164 MeRIT Project: IMPROVE Part 2

Thursday, May 19, 2016
Katherine Vogel Anderson, Pharm.D., BCACP1, Karen Farris, Ph.D.2, Dr. Almut Winterstein, RPh, PhD, FISPE3 and Eric Rosenberg, MD, MSPH, FACP4
1Department of Pharmacotherapy and Translational Research, Division of General Internal Medicine, University of Florida Colleges of Pharmacy and Medicine, Gainesville, FL
2Department of Clinical, Social, and Administrative Sciences, College of Pharmacy, University of Michigan, Ann Arbor, MI
3Pharmaceutical Outcomes and Policy, University of Florida College of Pharmacy, Gainesville, FL
4Division of General Internal Medicine, UF Department of Medicine, University of Florida College of Medicine, Gainesville, FL
Introduction:  Inappropriate withholding of chronic medications prior to surgery may lead to withdrawal symptoms, disease progression, or thrombosis. Failure to resume chronically prescribed medications after surgery increases 30 day mortality and the likelihood that a necessary medication remains unprescribed. The prospective evaluation of pharmacist-physician collaboration for perioperative medication reconciliation at the Internal Medicine PeRiOperatiVE (IMPROVE) Clinic pilot study was completed in Fall 2014; IMPROVE Part 2 will commence in Summer 2016.
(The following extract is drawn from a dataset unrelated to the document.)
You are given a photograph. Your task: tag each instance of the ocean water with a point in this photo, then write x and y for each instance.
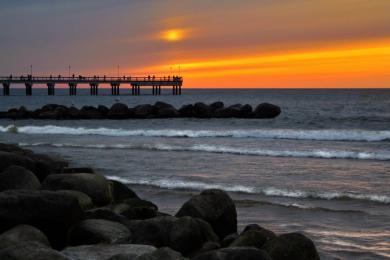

Objectives: 1) Identify the sources of error in the medication list in the transitions of care for surgical patients. 2) Engage inpatient and outpatient providers to identify strategies to improve care transitions in the operative setting. 3) Implement a strategy to determine if errors in the medication list are reduced.

Study Design:  IMPROVE Part 2 is a prospective, single-arm, pre/post study.

Methods:  Adults scheduled for urologic surgery are eligible for enrollment. Medication reconciliation will occur pre-operatively, on admission, and within 24 hours of discharge, by an outpatient and an inpatient pharmacist. Data regarding medication discrepancies will be collected at each incidence of medication reconciliation.

Results: One hundred patients were enrolled in IMPROVE Part 1. At baseline, male gender (p=0.023), number of prescription medications (p=0.006), and number of OTC medications (p=0.000014) were significantly associated with errors on the pre-operative medication list. Thirty three patients completed IMPROVE Part 1; on average, there were 5.09 (+/- 3.71) errors on the pre-operative medication list and 3.69 (+/- 2.72) errors on the post-operative medication list (mean difference 1.39; 95% CI -0.2-3.04, p=0.09). Thirty percent of post-operative discrepancies had been corrected on the pre-operative list, yet persisted.

Conclusions:  In IMPROVE Part 2, it is expected that coordination between outpatient and inpatient pharmacists, and collaboration with physicians, will decrease the number of post-operative medication list discrepancies. Interprofessional communication will characterize the nature of such discrepancies.